Clissold was subsequently awarded one of a relatively small number of officially impressed Crimea Medals to men of the Royal Navy and Royal Marines. Slightly less than 2000 impressed medals were given to the crews of the London, Niger, Rodney and Wasp, four of the five ships that had left the war zone early. The majority of Crimea Medal's to the Royal Navy were issued unnamed in an order placed with the Royal Mint from the Admiralty in mid November 1855, in order to be dispatched to the Crimea where there war was still ongoing. Of the five ships that had left early, it was deemed that they would have their medals presented to them on arrival in England, with the fifth ship, namely Albion, having its medals specifically engraved by Hunt and Roskell.
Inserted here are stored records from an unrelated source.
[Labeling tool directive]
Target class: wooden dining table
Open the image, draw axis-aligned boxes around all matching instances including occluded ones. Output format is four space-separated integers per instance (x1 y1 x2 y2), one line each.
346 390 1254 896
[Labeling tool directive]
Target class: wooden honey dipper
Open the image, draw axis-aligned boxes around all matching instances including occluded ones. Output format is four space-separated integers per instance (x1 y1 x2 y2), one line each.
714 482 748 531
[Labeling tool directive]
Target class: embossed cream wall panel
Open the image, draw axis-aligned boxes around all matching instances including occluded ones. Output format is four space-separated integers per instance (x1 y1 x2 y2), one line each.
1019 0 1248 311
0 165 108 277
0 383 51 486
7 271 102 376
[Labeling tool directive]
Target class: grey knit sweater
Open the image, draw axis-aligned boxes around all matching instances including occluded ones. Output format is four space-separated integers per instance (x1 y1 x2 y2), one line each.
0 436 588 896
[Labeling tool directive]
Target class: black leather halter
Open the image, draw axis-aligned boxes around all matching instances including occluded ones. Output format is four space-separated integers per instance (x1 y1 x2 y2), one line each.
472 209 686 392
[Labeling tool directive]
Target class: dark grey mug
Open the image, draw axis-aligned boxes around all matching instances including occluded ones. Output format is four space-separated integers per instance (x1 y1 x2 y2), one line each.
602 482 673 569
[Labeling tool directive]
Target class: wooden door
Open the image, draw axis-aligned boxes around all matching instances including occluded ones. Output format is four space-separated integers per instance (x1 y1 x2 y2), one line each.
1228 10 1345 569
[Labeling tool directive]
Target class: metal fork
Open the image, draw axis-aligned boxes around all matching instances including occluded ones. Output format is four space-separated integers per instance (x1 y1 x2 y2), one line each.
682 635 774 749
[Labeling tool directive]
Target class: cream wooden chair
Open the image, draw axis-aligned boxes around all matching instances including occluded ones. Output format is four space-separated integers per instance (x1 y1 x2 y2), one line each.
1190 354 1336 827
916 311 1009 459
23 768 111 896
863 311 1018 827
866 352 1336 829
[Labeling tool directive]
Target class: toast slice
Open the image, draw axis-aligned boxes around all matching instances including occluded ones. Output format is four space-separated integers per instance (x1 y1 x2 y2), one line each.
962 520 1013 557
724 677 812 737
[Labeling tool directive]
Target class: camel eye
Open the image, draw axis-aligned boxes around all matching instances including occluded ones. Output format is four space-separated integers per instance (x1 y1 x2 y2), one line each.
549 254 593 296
Of the 743 medals issued to the crew of London, it is noted in an article published in the OMSA Journal in January 2018, that about 100 are known, hence a survival rate of 13.5%.
Clissold was reduced to Private on 23rd April 1857, and his final period of service afloat was aboard the 80 gun second rate warship Agamemnon from 13th June 1857 to 27th January 1858. In 1857, the government fitted out Agamemnon to carry 1,250 tons of telegraphic cable for the Atlantic Telegraph Company's first attempt to lay a transatlantic telegraph cable. Although this initial cable attempt was unsuccessful, the project was resumed the following year and Agamemnon and her U.S. counterpart, USS Niagara, successfully joined the ends of their two sections of cable in the middle of the Atlantic on 29 July 1858. Clissold was aboard for the first unsuccessful attempt.
Clissold was once again promoted to Corporal on 31st May 1858, and then to Sergeant on 7th May 1859, before being discharged at his own request from the 111th Company at Woolwich on 6th October 1860. Confirmed as his full entitlement.